Mereka menyebut, sejak Mei 2022 lalu, Benjamin dan Sanna sudah mengunjungi sejumlah negara di antaranya, Jepang, Yunani, Jerman, Korea, Turki, Slovenia, hingga Indonesia sebagai negara ke-18.

Bahkan, saat tiba di Indonesia pada bulan Oktober lalu, mereka sudah bersepeda mengitari Bali, Banyuwangi, Surabaya, Probolinggo, Yogya, hingga Solo.

Sayangnya, ketika hendak melanjutkan perjalanan ke Magelang dan Semarang, mereka mendapat tekanan dan teror oleh orang tak dikenal.

Sehingga, dengan terpaksa Benjamin dan Sanna harus kembali ke daerah asalnya, Swedia.

"Kami belum pernah mengalami hal seperti ini di negara-negara sebelumnya.

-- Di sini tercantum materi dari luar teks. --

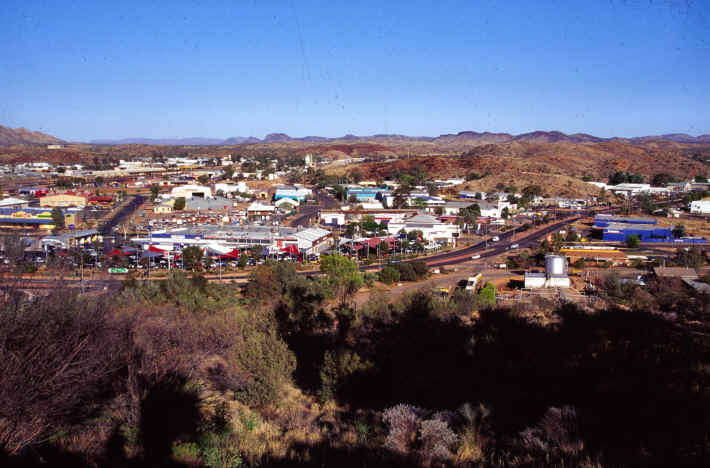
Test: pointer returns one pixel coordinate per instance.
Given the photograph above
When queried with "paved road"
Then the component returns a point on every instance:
(125, 212)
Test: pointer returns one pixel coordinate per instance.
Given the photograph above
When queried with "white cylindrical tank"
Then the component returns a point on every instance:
(555, 265)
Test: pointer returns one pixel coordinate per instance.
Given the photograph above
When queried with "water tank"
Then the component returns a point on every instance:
(555, 265)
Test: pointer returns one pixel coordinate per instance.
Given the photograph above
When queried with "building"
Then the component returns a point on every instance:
(33, 191)
(63, 200)
(619, 232)
(700, 207)
(432, 229)
(273, 240)
(189, 191)
(534, 280)
(72, 239)
(364, 193)
(226, 189)
(98, 200)
(287, 204)
(555, 275)
(473, 195)
(292, 192)
(341, 217)
(36, 218)
(603, 220)
(675, 272)
(204, 204)
(164, 208)
(618, 229)
(12, 202)
(452, 208)
(260, 212)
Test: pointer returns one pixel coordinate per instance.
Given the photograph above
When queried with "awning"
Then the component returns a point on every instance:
(150, 254)
(291, 249)
(233, 254)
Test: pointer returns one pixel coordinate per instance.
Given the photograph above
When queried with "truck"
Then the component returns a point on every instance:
(473, 282)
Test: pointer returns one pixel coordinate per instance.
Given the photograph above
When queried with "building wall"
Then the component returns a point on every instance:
(62, 200)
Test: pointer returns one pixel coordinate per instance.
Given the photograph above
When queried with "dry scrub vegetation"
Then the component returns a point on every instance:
(286, 372)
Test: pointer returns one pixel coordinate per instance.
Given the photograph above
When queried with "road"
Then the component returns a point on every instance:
(125, 212)
(524, 239)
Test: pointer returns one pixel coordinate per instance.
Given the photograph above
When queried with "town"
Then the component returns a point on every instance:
(225, 214)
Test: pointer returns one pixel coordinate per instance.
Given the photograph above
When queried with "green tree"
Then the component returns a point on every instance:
(469, 214)
(343, 276)
(191, 257)
(369, 224)
(662, 179)
(679, 230)
(633, 241)
(356, 176)
(58, 218)
(487, 295)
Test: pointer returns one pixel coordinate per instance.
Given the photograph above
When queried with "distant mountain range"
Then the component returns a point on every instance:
(22, 136)
(19, 136)
(467, 136)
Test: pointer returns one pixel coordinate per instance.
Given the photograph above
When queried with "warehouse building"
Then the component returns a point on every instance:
(62, 200)
(619, 232)
(700, 207)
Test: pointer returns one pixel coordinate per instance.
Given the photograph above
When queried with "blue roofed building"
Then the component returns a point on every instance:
(365, 193)
(601, 221)
(292, 192)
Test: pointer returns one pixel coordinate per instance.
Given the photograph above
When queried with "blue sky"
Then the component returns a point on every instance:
(83, 70)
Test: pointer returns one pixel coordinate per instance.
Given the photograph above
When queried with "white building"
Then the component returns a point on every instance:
(286, 204)
(189, 191)
(12, 202)
(293, 192)
(700, 207)
(629, 189)
(239, 187)
(432, 229)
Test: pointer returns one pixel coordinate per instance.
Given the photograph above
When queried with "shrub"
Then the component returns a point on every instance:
(420, 268)
(406, 272)
(388, 275)
(412, 434)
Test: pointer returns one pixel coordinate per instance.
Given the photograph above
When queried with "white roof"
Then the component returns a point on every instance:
(12, 201)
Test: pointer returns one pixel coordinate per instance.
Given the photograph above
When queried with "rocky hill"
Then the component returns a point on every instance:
(22, 136)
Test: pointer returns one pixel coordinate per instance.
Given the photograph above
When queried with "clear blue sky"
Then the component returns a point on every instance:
(83, 70)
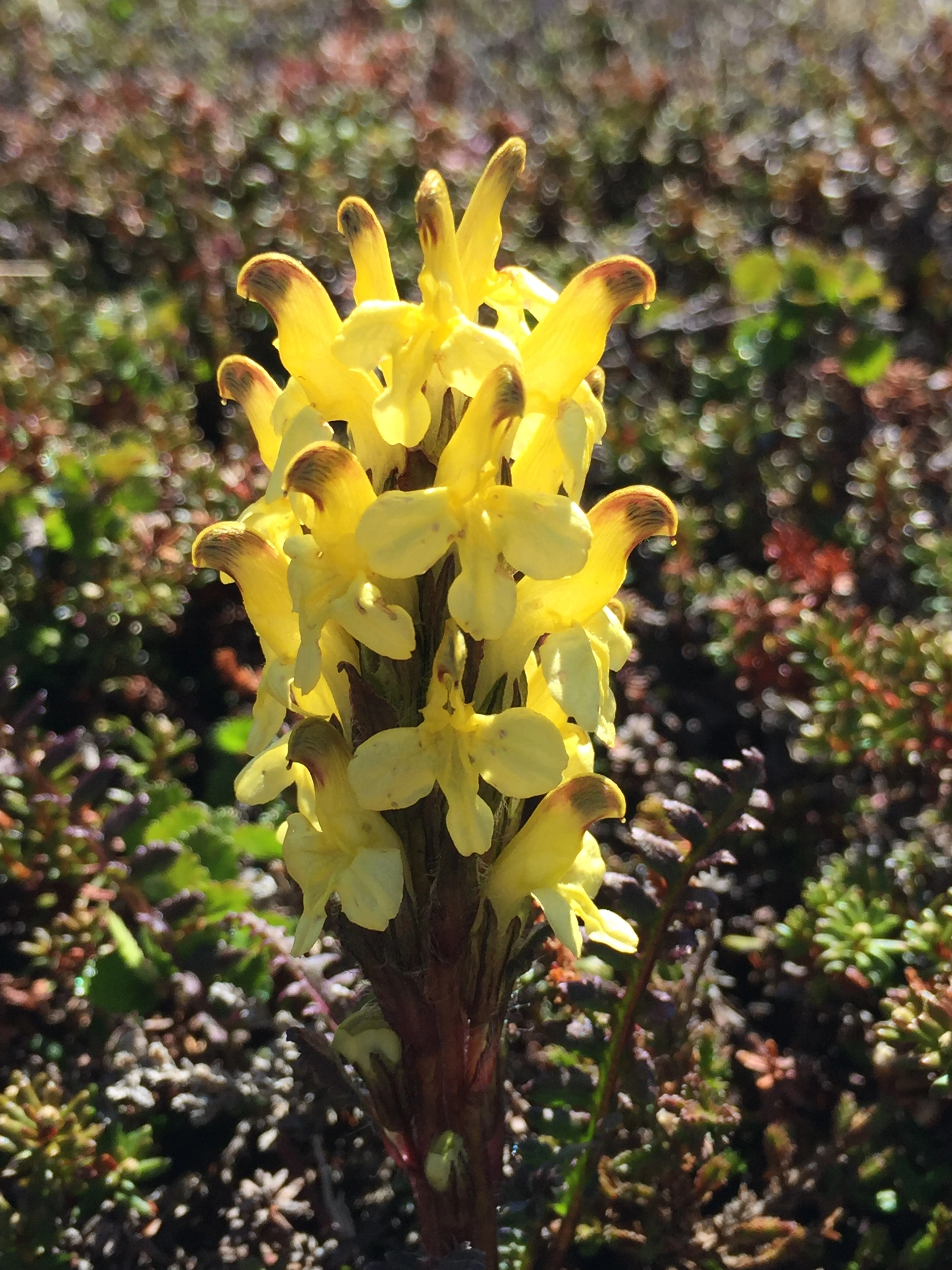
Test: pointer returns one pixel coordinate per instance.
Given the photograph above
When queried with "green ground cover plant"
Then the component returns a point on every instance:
(782, 1093)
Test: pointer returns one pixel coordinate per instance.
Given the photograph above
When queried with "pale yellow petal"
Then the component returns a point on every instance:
(573, 676)
(518, 752)
(480, 230)
(393, 769)
(405, 534)
(540, 535)
(365, 614)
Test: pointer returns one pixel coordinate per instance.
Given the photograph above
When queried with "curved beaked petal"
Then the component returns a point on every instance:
(548, 845)
(369, 249)
(262, 576)
(570, 340)
(518, 752)
(252, 386)
(336, 483)
(480, 230)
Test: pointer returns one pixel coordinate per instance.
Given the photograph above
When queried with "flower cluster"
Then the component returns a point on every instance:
(432, 602)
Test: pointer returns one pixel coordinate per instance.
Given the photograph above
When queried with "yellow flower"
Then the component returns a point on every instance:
(495, 529)
(284, 422)
(583, 638)
(249, 553)
(554, 859)
(338, 846)
(329, 577)
(407, 341)
(308, 326)
(517, 751)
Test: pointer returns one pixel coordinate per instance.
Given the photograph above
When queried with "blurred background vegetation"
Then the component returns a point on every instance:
(788, 172)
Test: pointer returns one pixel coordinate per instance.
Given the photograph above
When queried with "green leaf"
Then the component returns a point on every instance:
(176, 822)
(230, 736)
(258, 841)
(125, 942)
(757, 277)
(116, 987)
(867, 359)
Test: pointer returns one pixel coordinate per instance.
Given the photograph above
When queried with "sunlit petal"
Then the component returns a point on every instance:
(518, 752)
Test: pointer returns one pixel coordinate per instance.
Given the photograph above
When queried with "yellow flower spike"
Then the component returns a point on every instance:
(480, 230)
(442, 276)
(328, 576)
(342, 846)
(252, 386)
(558, 356)
(578, 649)
(369, 249)
(261, 572)
(308, 324)
(495, 529)
(570, 340)
(517, 751)
(546, 849)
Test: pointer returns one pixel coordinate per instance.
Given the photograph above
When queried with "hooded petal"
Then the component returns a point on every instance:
(393, 769)
(540, 535)
(480, 230)
(262, 574)
(266, 775)
(367, 244)
(619, 523)
(371, 887)
(483, 432)
(252, 386)
(483, 596)
(573, 675)
(405, 534)
(366, 615)
(470, 354)
(338, 487)
(550, 841)
(518, 752)
(570, 340)
(442, 276)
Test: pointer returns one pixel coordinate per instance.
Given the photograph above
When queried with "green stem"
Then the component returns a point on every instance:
(622, 1032)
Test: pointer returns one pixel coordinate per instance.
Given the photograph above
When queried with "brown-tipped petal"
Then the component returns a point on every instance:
(548, 845)
(367, 244)
(480, 230)
(252, 386)
(441, 256)
(570, 340)
(318, 746)
(484, 430)
(262, 574)
(308, 323)
(333, 478)
(619, 523)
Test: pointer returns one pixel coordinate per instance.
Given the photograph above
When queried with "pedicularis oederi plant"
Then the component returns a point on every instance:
(438, 615)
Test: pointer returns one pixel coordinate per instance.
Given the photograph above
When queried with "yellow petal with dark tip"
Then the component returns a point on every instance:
(367, 244)
(570, 340)
(441, 257)
(262, 574)
(550, 841)
(480, 230)
(308, 323)
(252, 386)
(336, 483)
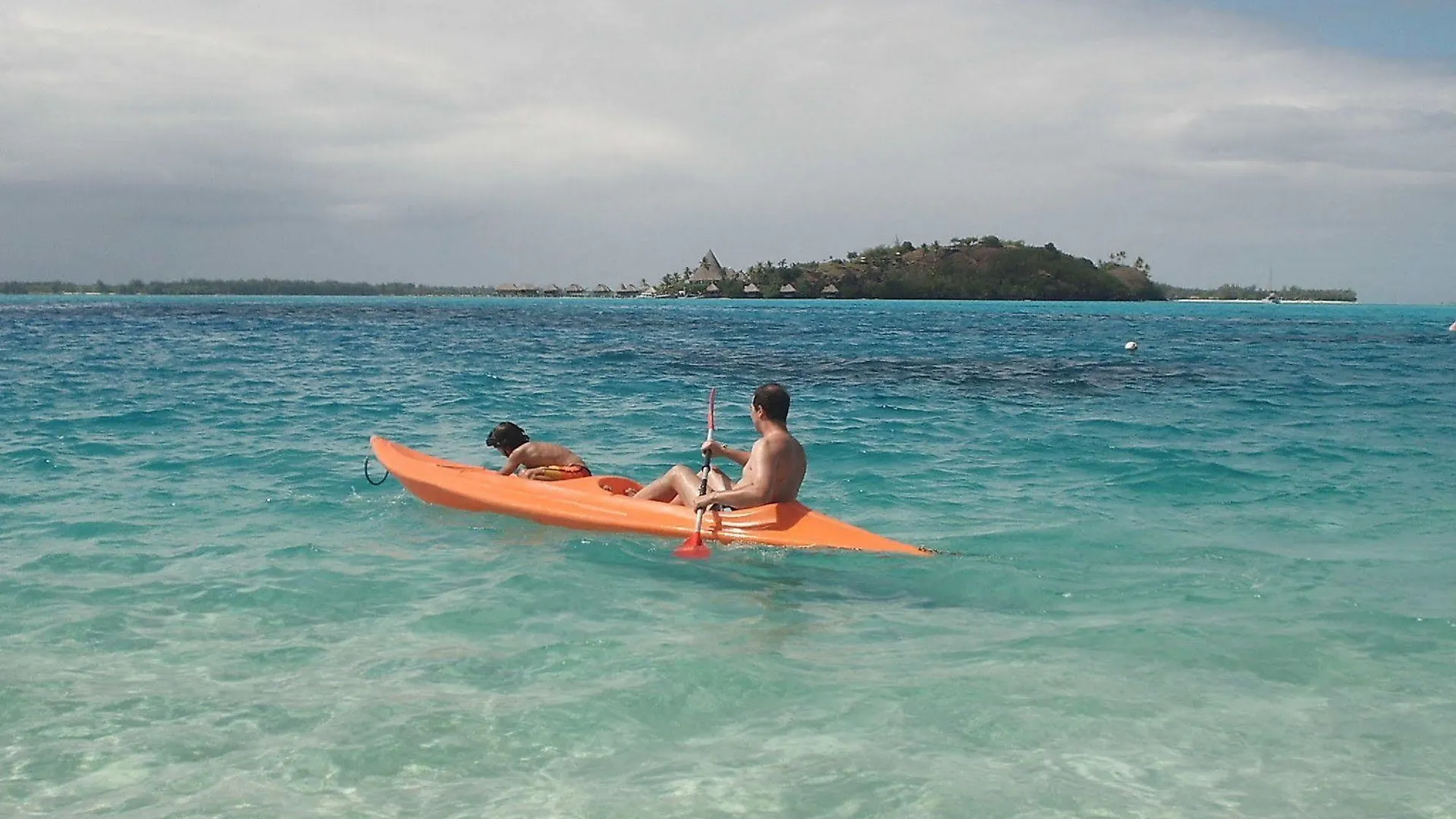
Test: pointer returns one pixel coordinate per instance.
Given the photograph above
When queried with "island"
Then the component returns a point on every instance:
(967, 268)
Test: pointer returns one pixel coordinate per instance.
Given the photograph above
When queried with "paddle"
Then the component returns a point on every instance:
(693, 547)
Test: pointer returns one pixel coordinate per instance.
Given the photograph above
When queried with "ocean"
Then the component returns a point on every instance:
(1212, 577)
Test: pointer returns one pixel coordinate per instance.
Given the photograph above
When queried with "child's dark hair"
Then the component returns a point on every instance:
(507, 436)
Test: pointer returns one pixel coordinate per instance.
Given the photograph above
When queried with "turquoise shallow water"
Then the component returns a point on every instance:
(1215, 577)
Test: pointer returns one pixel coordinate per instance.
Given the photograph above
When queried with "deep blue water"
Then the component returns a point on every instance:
(1215, 577)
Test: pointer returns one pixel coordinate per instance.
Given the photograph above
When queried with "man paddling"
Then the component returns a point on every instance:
(772, 471)
(542, 461)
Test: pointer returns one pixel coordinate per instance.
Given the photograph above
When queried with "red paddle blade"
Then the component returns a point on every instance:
(693, 548)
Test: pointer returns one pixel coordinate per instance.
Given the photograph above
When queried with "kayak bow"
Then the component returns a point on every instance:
(606, 504)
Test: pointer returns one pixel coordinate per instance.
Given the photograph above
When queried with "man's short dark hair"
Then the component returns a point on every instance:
(774, 400)
(507, 436)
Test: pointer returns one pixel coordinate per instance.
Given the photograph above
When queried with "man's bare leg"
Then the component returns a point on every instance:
(680, 485)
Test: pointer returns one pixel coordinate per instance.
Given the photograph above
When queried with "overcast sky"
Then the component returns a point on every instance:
(457, 142)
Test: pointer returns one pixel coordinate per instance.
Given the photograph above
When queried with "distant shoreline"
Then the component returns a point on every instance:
(1266, 300)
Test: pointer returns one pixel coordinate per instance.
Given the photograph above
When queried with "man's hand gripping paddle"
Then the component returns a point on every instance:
(693, 547)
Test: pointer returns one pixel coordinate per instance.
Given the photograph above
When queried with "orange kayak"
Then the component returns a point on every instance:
(606, 504)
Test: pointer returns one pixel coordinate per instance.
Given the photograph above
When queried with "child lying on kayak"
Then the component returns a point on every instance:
(539, 460)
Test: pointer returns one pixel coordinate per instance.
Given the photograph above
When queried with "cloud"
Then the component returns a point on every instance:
(472, 137)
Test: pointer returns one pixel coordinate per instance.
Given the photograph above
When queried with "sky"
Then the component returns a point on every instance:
(481, 142)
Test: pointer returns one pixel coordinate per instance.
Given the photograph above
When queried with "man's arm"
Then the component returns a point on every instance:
(736, 455)
(756, 491)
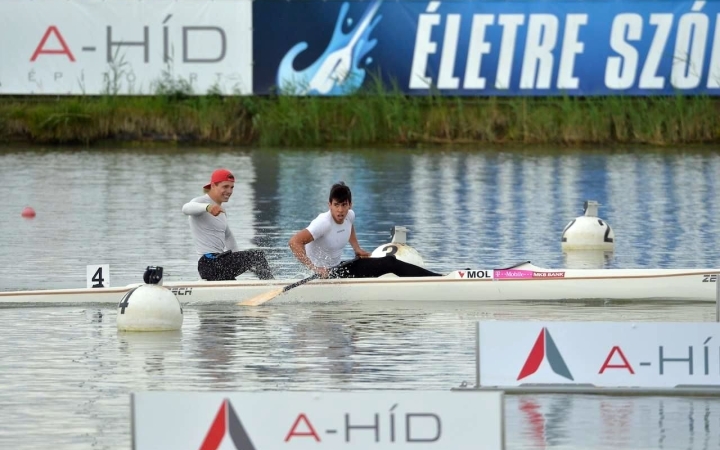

Tapi terlepas dari ancaman-ancaman ini kami akan terus melanjutkan kampanye, seperti menyelenggarakan acara online di seluruh Indonesia dengan bantuan jaringan kami yang luas," ucap Benjamin.

Lebih jelas Benjamin mengatakan, ada banyak kisah menarik dan berkesan saat mereka mengunjungi berbagai negara. Mulai dari keindahan alam, budaya, aktivitas sosial, hingga antusias masyarakat yang menyambut kedatangan Ben dan Sanna.

Beberapa di antaranya, saat berada di Jepang dan Indonesia. Saat di Jepang, Ben mengaku, terpukau dengan keindahan alam dan pemandangan kota yang bagus.

Tidak hanya itu, Ben dan Sanna juga diundang pada tujuh konferensi di Jepang untuk menyuarakan isu HAM yang terjadi di Sahara Barat.

"Jepang menjadi salah satu yang paling berkesan. Selain alamnya yang bagus, di sana juga banyak membuat kegiatan-kegiatan sosial kemanusiaan," ucap dia.

Senada dengan hal tersebut, saat di Indonesia Ben dan Sanna kagum dengan keramahan orang Indonesia, bahkan Sanna juga takjub adanya kemacetan lalu lintas.

Namun terlepas dari itu, mereka merasa terkesan dengan Indonesia lantaran diundang menjadi pembicara pada 15 dialog publik dan 30 wawancara media.

"Menurut kami, orang Indonesia memiliki tingkat empati yang tinggi seperti saat mereka membela Palestina. Sehingga kami berharap, saat kita menyuarakan pelanggaran HAM yang terjadi di Sahara Barat, masyarakat Indonesia juga bisa membela Sahara Barat layaknya Palestina. Karena sebetulnya ini konflik yang sama," ungkap Sanna.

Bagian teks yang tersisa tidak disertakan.